The Waylay engine is the rule engine that separates information, control and decision flow using the smart agent concept: where sensors, logic and actuators are separate entities of the rule engine.

Update (November 2020): This presentation, in the extended form was presented at Serverless Architecture Conference in Berlin 2020: “Solving the weak spots of Serverless with Directed Acyclic Graph Model”

Waylay lambda functions (𝛌) are defined as either sensors or actuators. Sensors are “typed” 𝛌 functions, which can return back a state, data or both.

Any time sensors are executed their results (in the form of both sensor’s data and sensor’s state) are inferred by the rule engine, which may result in execution of actuators (other 𝛌 functions) or other sensors.

Logic creation

Rules are created using a visual programming environment with drag and drop functionality, see the screenshot below or via REST calls. Once rules are created, they are saved as JSON files.
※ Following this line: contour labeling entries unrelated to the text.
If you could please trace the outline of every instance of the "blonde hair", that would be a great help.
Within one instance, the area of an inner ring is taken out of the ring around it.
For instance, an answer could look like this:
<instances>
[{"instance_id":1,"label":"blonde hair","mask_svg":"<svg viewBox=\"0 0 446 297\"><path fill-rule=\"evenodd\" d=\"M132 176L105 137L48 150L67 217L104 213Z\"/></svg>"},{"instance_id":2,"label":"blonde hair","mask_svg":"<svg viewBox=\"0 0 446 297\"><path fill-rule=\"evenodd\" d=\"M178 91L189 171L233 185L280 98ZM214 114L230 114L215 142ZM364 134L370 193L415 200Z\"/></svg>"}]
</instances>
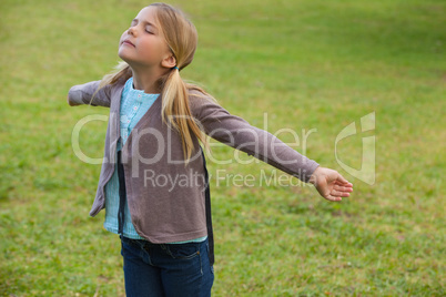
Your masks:
<instances>
[{"instance_id":1,"label":"blonde hair","mask_svg":"<svg viewBox=\"0 0 446 297\"><path fill-rule=\"evenodd\" d=\"M197 32L193 23L184 16L184 13L165 3L152 3L150 7L156 8L156 17L161 24L161 30L165 37L165 41L176 59L176 69L171 69L166 74L162 75L156 84L161 91L162 109L161 115L163 123L173 126L180 134L183 147L185 165L194 151L193 137L195 136L203 143L209 151L206 135L200 130L199 125L191 113L189 104L189 92L197 91L203 96L213 100L202 88L183 81L180 76L180 70L187 66L194 57L197 43ZM115 72L107 74L99 89L114 84L121 79L128 80L132 76L132 71L128 63L120 62L115 68Z\"/></svg>"}]
</instances>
The visual programming environment allows the developer to make use of the library of sensors and actuators, logical gates as well as mathematical function blocks.

Tasks

In the Waylay terminology, tasks are instantiated rules. There are two ways tasks can be instantiated:

  • one-off tasks, where sensors, actuators, logic and task settings are configured at the time the task is instantiated
  • tasks instantiated from templates, where task creation is based on the template (which describes sensors, actuators and logic)

Task also defines a “master clock” of the rule, like polling frequency, cron expressions etc. (these settings can be inherit by sensors as well).
Before any 𝛌 function (sensor or actuator) is invoked, the engine makes a copy of the task context, providing, if required, results and data from all sensors executed (till that moment in time) to the calling 𝛌 function.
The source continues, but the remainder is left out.